Viona duduk di ruang keluarga sambil mengutak-atik ponselnya. Ia menatap foto Damar dan perempuan itu. Memang mereka tampak serasi. Si perempuan tampak terlihat dewasa dan matang, dibandingkan dengan dirinya yang baru berusia dua puluh empat tahun. 

Mungkin memang Damar menyukai perempuan dewasa. Bukan kekanak-kanakan seperti dirinya. 

"Apa aku harus berdandan seperti perempuan itu? Supaya Mas Damar tertarik padaku," gumam Viona.

"Ah, aku nggak mau seperti dia. Aku ingin menjadi diriku sendiri. Untuk apa seperti dia kalau aku tidak merasa nyaman." Viona pun memotivasi dirinya sendiri.

***

"Kenapa kamu tidur disini, Vio?" gumam Damar.

Damar baru pulang ke rumah sekitar jam delapan malam. Ia melihat Viona tertidur di sofa di ruang keluarga. Damar pun mengamati wajah Viona yang tertidur pulas. Ia ingat ketika mereka berdua sedang berciuman mesra. 

"Sebenarnya kamu cantik, Vio. Tapi entah kenapa aku belum bisa mencintaimu." Damar berkata dalam hati. 

Akhirnya Damar masuk ke kamar untuk membersihkan tubuhnya. Kemudian keluar kamar dan menuju ke kamar Viona untuk menyalakan AC. Damar pun kembali ke ruang keluarga dan menuju ke ruang makan. Ternyata Viona tadi sudah menyiapkan makan malam untuk mereka, Karena sudah ada piring dan dua gelas air putih. 

Damar membuka tudung saji, ternyata makanan yang ada di meja, persis yang ia makan tadi. Segera Damar ke dapur dan melihat kantong plastik dengan merk rumah makan tempat Viona membeli makanan. Jantung Damar berdetak dengan kencang.

"Apa Viona tadi melihatku di sana ya?
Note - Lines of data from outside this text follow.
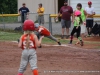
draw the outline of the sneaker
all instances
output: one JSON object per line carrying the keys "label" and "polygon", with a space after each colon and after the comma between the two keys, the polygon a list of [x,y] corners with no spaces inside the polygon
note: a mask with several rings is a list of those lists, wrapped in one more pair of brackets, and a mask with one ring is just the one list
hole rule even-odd
{"label": "sneaker", "polygon": [[58,42],[58,45],[61,45],[61,43],[60,43],[60,42]]}
{"label": "sneaker", "polygon": [[83,45],[84,45],[83,41],[80,41],[80,45],[81,45],[81,46],[83,46]]}
{"label": "sneaker", "polygon": [[61,39],[64,39],[64,35],[61,36]]}

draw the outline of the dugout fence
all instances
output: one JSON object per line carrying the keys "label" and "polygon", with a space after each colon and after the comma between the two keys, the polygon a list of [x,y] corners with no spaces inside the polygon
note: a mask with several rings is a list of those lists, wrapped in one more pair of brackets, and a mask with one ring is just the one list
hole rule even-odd
{"label": "dugout fence", "polygon": [[[57,14],[44,14],[44,26],[50,30],[53,35],[61,35],[61,23],[55,20]],[[38,22],[37,13],[29,13],[29,18]],[[95,22],[100,23],[100,15],[94,15]],[[0,14],[0,29],[12,29],[22,26],[19,14]],[[70,32],[73,28],[71,25]]]}

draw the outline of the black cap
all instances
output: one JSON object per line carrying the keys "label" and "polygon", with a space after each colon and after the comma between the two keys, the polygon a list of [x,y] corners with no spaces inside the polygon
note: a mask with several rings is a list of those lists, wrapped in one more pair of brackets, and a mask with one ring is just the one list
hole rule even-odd
{"label": "black cap", "polygon": [[64,0],[64,3],[65,3],[65,2],[68,2],[68,0]]}

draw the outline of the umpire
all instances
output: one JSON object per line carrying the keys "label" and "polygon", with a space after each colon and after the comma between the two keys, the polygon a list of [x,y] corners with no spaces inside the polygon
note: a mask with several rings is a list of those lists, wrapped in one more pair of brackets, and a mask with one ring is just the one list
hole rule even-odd
{"label": "umpire", "polygon": [[25,3],[23,3],[22,7],[19,9],[19,14],[21,15],[21,22],[24,23],[26,17],[29,15],[29,9],[26,7]]}

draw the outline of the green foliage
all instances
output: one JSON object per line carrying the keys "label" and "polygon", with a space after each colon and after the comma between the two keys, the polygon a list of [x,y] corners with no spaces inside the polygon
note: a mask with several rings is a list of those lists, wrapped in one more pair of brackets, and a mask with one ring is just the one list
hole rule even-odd
{"label": "green foliage", "polygon": [[17,0],[0,0],[0,14],[17,13]]}

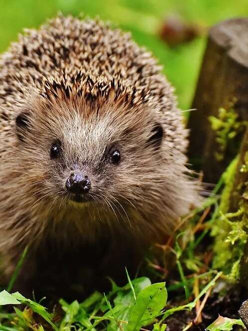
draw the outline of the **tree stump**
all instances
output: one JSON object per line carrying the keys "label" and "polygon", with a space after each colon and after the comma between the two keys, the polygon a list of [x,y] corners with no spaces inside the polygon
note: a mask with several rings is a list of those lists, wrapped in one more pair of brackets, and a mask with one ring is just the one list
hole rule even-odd
{"label": "tree stump", "polygon": [[[197,110],[188,123],[190,162],[208,182],[216,182],[238,153],[248,120],[248,18],[222,22],[209,33],[192,107]],[[226,113],[218,120],[220,108]],[[210,116],[220,124],[219,131],[212,129]]]}

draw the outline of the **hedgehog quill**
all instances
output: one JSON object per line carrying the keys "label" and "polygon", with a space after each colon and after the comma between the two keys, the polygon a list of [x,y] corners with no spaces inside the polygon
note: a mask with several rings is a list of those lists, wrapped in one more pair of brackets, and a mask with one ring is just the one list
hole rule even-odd
{"label": "hedgehog quill", "polygon": [[187,131],[160,71],[129,34],[70,16],[27,30],[2,55],[6,279],[27,245],[20,286],[68,284],[81,263],[85,288],[97,276],[118,277],[197,203]]}

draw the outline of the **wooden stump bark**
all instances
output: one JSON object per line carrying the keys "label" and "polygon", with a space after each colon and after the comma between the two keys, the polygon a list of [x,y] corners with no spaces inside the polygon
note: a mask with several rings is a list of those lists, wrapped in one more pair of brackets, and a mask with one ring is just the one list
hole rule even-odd
{"label": "wooden stump bark", "polygon": [[[197,110],[191,112],[188,123],[190,162],[196,165],[196,170],[203,170],[204,180],[208,182],[217,181],[238,153],[244,134],[240,128],[231,139],[226,132],[227,144],[223,150],[209,117],[218,118],[218,111],[223,108],[228,113],[231,109],[231,115],[237,115],[236,124],[248,120],[248,18],[222,22],[209,31],[192,107]],[[228,116],[223,119],[224,124],[231,120]],[[223,153],[221,158],[216,157],[218,151]]]}

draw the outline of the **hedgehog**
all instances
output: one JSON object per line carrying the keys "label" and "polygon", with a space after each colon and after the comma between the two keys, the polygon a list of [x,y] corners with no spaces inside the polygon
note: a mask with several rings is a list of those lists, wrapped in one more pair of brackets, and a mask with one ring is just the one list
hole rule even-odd
{"label": "hedgehog", "polygon": [[25,30],[0,60],[5,279],[26,246],[18,289],[77,275],[83,292],[135,270],[199,201],[187,135],[161,67],[129,34],[62,15]]}

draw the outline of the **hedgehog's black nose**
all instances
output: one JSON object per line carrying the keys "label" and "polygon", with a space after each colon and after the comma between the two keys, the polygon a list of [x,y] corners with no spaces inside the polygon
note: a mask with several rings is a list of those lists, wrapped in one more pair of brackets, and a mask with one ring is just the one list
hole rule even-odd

Kalau sampai ia melihatku, bisa berbahaya," kata Damar dalam hati.

Pikirannya menjadi tidak tenang, ia berandai-andai. Sampai memikirkan kemungkinan buruk yang akan terjadi.

"Bagaimana kalau Viona mengadu pada Papa dan Mama? Ah ceroboh sekali kamu Damar." Damar merutuki dirinya sendiri.
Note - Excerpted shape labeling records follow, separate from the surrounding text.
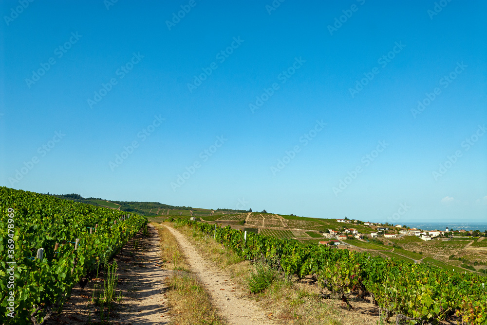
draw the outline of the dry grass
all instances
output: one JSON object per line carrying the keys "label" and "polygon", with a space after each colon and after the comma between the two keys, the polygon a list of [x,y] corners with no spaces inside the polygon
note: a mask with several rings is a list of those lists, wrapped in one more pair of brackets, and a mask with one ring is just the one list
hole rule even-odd
{"label": "dry grass", "polygon": [[171,324],[193,325],[227,324],[216,313],[203,284],[189,271],[177,241],[164,226],[152,223],[161,238],[161,258],[173,270],[166,279]]}
{"label": "dry grass", "polygon": [[172,226],[185,235],[205,257],[227,273],[238,283],[247,297],[259,302],[281,324],[296,325],[375,325],[379,318],[373,315],[368,302],[353,302],[355,312],[341,308],[338,299],[319,298],[319,289],[316,284],[296,283],[279,278],[263,291],[250,293],[246,279],[256,272],[254,265],[240,258],[231,250],[216,242],[211,236],[185,226]]}

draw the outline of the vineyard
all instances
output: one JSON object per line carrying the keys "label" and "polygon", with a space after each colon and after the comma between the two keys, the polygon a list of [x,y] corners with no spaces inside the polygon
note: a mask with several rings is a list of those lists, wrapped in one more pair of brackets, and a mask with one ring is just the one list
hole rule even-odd
{"label": "vineyard", "polygon": [[230,221],[242,221],[245,220],[247,217],[246,213],[240,213],[239,214],[227,214],[222,217],[218,219],[218,221],[226,220]]}
{"label": "vineyard", "polygon": [[0,188],[0,321],[42,324],[145,217]]}
{"label": "vineyard", "polygon": [[245,240],[241,230],[229,226],[214,230],[213,225],[187,219],[169,221],[212,237],[214,231],[216,240],[241,257],[272,262],[289,278],[311,276],[350,308],[351,294],[370,296],[386,322],[395,316],[396,324],[452,320],[487,324],[487,278],[479,274],[444,270],[428,263],[414,264],[405,257],[400,259],[399,255],[388,259],[253,233],[247,233]]}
Kamar kembali ke ruang keluarga, dimana Viona tadi tertidur. Ia kasihan melihat posisi tidur Viona, karena terlihat tidak nyaman. 

Akhirnya Damar mengangkat tubuh Viona dan membawanya ke kamar tidur Viona. Damar tampak deg-degan ketika merasakan benda kenyal menempel di dadanya. 

"Untung saja kamu enggak berat," gumam Damar.

Damar segera membaringkan Viona di tempat tidur. Ia pun duduk di tepi tempat tidur. Ia memandang benda kenyal yang tadi sempat membuatnya deg-degan. Tampak sesuatu menyembul di belahan dada Viona, karena baju yang ia pakai kancingnya terbuka. Dada Damar berdesir lagi. 

"Lumayan juga ukurannya," kata Damar dalam hati.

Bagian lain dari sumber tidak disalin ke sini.